Detailed understanding of the Keras Model compilation process

Last updated on Oct 06 2022
Kalpana Kapoor

Table of Contents

Detailed understanding of the Keras Model compilation process

Keras – Model Compilation

This blog explains about how to compile the model. The compilation is the final step in creating a model. Once the compilation is done, we can move on to training phase.

Let us learn few concepts required to better understand the compilation process.

Loss

In machine learning, Loss function is used to find error or deviation in the learning process. Keras requires loss function during model compilation process.

Keras provides quite a few loss functions in the losses module and they are as follows −

  • mean_squared_error
  • mean_absolute_error
  • mean_absolute_percentage_error
  • mean_squared_logarithmic_error
  • squared_hinge
  • hinge
  • categorical_hinge
  • logcosh
  • huber_loss
  • categorical_crossentropy
  • sparse_categorical_crossentropy
  • binary_crossentropy
  • kullback_leibler_divergence
  • poisson
  • cosine_proximity
  • is_categorical_crossentropy

All above loss function accepts two arguments −

  • y_true − true labels as tensors
  • y_pred − prediction with same shape as y_true

Import the losses module before using loss function as specified below −

from keras import losses

Optimizer

In machine learning, Optimization is an important process which optimize the input weights by comparing the prediction and the loss function. Keras provides quite a few optimizer as a module, optimizers and they are as follows:

SGD − Stochastic gradient descent optimizer.

keras.optimizers.SGD(learning_rate = 0.01, momentum = 0.0, nesterov = False)

RMSprop − RMSProp optimizer.

keras.optimizers.RMSprop(learning_rate = 0.001, rho = 0.9)

Adagrad − Adagrad optimizer.

keras.optimizers.Adagrad(learning_rate = 0.01)

Adadelta − Adadelta optimizer.

keras.optimizers.Adadelta(learning_rate = 1.0, rho = 0.95)

Adam − Adam optimizer.

keras.optimizers.Adam(

learning_rate = 0.001, beta_1 = 0.9, beta_2 = 0.999, amsgrad = False

)

Adamax − Adamax optimizer from Adam.

keras.optimizers.Adamax(learning_rate = 0.002, beta_1 = 0.9, beta_2 = 0.999)

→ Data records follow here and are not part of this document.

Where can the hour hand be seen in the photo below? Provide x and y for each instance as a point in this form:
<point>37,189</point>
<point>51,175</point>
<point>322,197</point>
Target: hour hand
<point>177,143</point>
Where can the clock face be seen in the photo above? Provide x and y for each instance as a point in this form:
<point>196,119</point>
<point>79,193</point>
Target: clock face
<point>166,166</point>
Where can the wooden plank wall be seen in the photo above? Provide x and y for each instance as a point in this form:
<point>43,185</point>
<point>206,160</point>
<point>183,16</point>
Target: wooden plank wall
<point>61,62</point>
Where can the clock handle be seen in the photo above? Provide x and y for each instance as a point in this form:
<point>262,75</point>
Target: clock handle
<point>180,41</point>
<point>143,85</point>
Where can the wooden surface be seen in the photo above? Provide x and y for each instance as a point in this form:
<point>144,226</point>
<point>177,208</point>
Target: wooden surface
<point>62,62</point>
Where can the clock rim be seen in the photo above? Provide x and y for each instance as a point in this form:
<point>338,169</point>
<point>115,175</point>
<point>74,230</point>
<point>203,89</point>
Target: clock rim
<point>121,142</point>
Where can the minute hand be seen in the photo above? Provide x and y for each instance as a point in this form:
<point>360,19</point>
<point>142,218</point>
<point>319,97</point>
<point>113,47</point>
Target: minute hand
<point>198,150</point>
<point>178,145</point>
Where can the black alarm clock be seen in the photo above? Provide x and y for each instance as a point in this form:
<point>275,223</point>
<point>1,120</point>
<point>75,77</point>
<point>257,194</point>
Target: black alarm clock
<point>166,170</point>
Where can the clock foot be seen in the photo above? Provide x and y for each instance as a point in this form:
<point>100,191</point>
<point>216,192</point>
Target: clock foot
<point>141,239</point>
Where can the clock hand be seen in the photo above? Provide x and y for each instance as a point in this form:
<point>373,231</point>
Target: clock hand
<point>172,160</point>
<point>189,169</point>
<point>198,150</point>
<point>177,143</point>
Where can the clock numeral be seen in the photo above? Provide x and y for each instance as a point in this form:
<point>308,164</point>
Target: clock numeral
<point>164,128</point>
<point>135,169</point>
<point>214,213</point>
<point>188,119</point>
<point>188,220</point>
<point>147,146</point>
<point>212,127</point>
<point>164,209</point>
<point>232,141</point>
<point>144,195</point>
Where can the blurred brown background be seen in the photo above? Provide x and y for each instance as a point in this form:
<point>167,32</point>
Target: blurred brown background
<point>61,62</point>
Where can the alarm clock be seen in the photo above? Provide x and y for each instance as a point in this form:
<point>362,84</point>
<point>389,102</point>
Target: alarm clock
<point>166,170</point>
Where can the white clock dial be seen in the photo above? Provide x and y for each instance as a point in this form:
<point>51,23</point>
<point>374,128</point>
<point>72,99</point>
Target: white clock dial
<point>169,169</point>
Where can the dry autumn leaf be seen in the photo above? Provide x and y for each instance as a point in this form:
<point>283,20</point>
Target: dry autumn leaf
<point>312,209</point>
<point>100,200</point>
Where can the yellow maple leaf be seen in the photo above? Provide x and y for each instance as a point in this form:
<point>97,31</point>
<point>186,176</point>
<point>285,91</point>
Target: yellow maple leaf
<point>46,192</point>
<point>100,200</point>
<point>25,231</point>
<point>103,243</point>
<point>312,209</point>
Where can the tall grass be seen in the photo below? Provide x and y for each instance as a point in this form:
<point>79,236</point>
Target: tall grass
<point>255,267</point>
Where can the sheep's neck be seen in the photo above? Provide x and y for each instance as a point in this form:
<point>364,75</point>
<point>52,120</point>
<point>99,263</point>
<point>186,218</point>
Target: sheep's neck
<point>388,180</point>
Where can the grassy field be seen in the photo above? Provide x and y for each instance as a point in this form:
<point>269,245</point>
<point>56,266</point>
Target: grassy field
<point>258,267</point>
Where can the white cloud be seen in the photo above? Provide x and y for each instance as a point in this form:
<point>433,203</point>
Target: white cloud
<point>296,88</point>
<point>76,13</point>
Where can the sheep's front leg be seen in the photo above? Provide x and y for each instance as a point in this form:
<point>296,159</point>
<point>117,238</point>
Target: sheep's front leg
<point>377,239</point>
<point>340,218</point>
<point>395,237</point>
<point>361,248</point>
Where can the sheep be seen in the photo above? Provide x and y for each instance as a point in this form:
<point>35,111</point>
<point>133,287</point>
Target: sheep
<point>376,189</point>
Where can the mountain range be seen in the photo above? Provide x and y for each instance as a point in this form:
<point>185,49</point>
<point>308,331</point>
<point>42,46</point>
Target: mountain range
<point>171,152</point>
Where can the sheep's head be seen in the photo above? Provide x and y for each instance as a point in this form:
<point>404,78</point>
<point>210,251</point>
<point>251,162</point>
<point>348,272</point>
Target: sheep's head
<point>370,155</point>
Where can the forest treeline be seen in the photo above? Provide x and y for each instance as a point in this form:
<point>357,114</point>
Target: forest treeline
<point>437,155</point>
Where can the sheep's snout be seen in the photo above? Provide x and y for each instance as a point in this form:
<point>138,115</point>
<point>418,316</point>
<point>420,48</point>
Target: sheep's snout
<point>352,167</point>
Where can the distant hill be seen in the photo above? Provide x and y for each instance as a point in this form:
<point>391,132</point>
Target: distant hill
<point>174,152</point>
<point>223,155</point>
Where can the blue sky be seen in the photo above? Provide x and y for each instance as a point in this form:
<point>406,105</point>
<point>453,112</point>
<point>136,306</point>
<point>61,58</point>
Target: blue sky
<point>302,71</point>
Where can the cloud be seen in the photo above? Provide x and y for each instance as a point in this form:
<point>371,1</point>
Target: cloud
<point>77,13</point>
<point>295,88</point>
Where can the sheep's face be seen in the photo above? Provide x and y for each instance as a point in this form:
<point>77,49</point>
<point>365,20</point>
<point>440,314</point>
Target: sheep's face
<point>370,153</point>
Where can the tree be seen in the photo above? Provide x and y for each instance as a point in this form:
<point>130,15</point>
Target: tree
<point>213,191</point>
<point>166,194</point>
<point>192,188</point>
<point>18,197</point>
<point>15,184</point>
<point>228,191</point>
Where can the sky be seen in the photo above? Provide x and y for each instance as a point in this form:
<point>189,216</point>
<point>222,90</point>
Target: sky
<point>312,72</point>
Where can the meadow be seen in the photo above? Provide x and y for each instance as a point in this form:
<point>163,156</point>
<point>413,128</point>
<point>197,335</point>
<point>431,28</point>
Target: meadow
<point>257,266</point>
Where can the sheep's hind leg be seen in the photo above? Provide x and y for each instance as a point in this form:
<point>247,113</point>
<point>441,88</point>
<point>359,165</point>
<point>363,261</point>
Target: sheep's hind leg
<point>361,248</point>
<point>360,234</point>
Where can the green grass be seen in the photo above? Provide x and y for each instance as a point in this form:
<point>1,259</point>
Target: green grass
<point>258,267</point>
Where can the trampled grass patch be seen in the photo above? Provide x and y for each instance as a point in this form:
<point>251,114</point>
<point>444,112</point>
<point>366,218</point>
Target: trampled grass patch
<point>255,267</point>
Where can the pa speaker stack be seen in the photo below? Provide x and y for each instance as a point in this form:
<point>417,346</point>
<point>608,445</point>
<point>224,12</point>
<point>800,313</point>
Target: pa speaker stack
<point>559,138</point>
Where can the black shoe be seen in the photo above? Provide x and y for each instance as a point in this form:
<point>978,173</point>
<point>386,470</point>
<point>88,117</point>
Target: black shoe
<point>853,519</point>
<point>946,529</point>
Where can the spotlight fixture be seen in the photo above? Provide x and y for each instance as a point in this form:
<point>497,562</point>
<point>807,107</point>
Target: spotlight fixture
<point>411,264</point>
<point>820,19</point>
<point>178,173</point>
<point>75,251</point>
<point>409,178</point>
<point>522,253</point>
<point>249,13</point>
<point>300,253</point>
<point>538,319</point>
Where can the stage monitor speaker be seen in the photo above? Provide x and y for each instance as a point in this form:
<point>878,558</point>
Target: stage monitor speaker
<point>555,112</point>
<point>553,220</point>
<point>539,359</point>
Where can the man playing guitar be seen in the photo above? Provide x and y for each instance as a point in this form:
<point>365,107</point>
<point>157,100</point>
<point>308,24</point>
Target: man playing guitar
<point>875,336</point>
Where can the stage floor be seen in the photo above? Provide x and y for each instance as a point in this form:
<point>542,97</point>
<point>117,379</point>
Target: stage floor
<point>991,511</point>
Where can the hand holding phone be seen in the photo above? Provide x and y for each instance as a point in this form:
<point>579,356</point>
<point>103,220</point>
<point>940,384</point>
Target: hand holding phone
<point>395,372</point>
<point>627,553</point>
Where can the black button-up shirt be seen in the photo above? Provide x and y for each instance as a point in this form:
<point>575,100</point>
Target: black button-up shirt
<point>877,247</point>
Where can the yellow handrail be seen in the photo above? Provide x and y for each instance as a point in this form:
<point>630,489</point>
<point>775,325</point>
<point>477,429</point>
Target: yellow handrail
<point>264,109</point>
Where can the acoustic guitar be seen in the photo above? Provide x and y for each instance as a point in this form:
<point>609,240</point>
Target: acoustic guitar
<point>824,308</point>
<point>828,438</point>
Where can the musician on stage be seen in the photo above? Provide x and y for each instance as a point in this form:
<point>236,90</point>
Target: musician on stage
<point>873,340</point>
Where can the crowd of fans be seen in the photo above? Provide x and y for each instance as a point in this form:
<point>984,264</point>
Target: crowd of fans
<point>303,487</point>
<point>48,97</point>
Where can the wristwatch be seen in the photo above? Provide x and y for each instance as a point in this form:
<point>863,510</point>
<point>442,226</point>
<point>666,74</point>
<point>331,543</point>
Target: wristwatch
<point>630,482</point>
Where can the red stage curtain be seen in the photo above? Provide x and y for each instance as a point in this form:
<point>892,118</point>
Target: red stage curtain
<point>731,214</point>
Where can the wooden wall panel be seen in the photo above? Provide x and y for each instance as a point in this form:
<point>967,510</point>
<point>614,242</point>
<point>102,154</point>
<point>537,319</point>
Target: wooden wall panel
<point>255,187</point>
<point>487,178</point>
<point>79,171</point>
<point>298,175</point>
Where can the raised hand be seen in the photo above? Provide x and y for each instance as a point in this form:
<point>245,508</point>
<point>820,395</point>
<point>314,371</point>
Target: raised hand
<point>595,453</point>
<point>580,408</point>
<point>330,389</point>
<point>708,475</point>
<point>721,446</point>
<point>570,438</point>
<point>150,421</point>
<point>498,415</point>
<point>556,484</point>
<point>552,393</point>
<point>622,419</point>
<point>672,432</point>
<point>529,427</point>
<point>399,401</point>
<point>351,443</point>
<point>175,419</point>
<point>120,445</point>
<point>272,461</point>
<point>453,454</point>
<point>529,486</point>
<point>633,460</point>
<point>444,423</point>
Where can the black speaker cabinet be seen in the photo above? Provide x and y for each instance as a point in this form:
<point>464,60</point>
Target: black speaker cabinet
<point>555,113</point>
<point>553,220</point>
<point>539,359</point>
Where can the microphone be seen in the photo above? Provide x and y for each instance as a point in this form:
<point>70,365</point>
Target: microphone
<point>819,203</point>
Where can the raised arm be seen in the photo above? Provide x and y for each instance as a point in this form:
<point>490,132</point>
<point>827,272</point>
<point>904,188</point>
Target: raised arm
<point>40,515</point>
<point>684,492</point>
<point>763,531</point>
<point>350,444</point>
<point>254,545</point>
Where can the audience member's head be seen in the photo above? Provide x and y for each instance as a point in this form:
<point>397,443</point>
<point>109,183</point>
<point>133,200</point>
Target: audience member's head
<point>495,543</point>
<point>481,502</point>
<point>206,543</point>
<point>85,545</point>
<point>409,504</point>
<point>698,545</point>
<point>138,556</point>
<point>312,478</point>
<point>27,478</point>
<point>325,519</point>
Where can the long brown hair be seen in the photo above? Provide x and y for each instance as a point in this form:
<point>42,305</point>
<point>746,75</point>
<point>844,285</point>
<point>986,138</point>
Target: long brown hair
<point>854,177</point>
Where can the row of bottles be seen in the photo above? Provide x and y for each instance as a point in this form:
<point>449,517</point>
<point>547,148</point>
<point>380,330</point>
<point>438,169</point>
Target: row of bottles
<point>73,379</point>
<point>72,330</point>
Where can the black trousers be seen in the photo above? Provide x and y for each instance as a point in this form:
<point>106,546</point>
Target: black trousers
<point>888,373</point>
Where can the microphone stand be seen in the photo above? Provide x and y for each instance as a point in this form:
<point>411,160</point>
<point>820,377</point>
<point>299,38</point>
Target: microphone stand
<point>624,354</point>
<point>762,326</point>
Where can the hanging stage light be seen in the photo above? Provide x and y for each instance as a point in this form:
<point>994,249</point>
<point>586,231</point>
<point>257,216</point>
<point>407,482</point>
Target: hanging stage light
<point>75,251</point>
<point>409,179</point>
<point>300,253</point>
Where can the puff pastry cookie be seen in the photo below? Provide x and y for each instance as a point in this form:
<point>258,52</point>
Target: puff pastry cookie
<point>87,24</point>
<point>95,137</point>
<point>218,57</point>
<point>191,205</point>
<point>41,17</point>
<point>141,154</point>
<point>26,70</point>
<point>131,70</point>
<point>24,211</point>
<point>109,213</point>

Nadam − Nesterov Adam optimizer.

keras.optimizers.Nadam(learning_rate = 0.002, beta_1 = 0.9, beta_2 = 0.999)

Import the optimizers module before using optimizers as specified below −

from keras import optimizers

Metrics

In machine learning, Metrics is used to evaluate the performance of your model. It is similar to loss function, but not used in training process. Keras provides quite a few metrics as a module, metrics and they are as follows

  • accuracy
  • binary_accuracy
  • categorical_accuracy
  • sparse_categorical_accuracy
  • top_k_categorical_accuracy
  • sparse_top_k_categorical_accuracy
  • cosine_proximity
  • clone_metric

Similar to loss function, metrics also accepts below two arguments −

  • y_true − true labels as tensors
  • y_pred − prediction with same shape as y_true

Import the metrics module before using metrics as specified below −

from keras import metrics

Compile the model

Keras model provides a method, compile() to compile the model. The argument and default value of the compile() method is as follows

compile(

optimizer,

loss = None,

metrics = None,

loss_weights = None,

sample_weight_mode = None,

weighted_metrics = None,

target_tensors = None

)

The important arguments are as follows −

  • loss function
  • Optimizer
  • metrics

A sample code to compile the mode is as follows −

from keras import losses
from keras import optimizers
from keras import metrics
model.compile(loss = 'mean_squared_error',
optimizer = 'sgd', metrics = [metrics.categorical_accuracy])

where,

  • loss function is set as mean_squared_error
  • optimizer is set as sgd
  • metrics is set as metrics.categorical_accuracy

Model Training

Models are trained by NumPy arrays using fit(). The main purpose of this fit function is used to evaluate your model on training. This can be also used for graphing model performance. It has the following syntax −

model.fit(X, y, epochs = , batch_size = )

Here,

  • X, y − It is a tuple to evaluate your data.
  • epochs − no of times the model is needed to be evaluated during training.
  • batch_size − training instances.

Let us take a simple example of numpy random data to use this concept.

Create data
Let us create a random data using numpy for x and y with the help of below mentioned command −
import numpy as np
x_train = np.random.random((100,4,8))
y_train = np.random.random((100,10))
Now, create random validation data,
x_val = np.random.random((100,4,8))
y_val = np.random.random((100,10))
Create model
Let us create simple sequential model −
from keras.models import Sequential model = Sequential()
Add layers
Create layers to add model −
from keras.layers import LSTM, Dense
# add a sequence of vectors of dimension 16
model.add(LSTM(16, return_sequences = True))
model.add(Dense(10, activation = 'softmax'))
compile model
Now model is defined. You can compile using the below command −
model.compile(
loss = 'categorical_crossentropy', optimizer = 'sgd', metrics = ['accuracy']
)
Apply fit()
Now we apply fit() function to train our data −
model.fit(x_train, y_train, batch_size = 32, epochs = 5, validation_data = (x_val, y_val))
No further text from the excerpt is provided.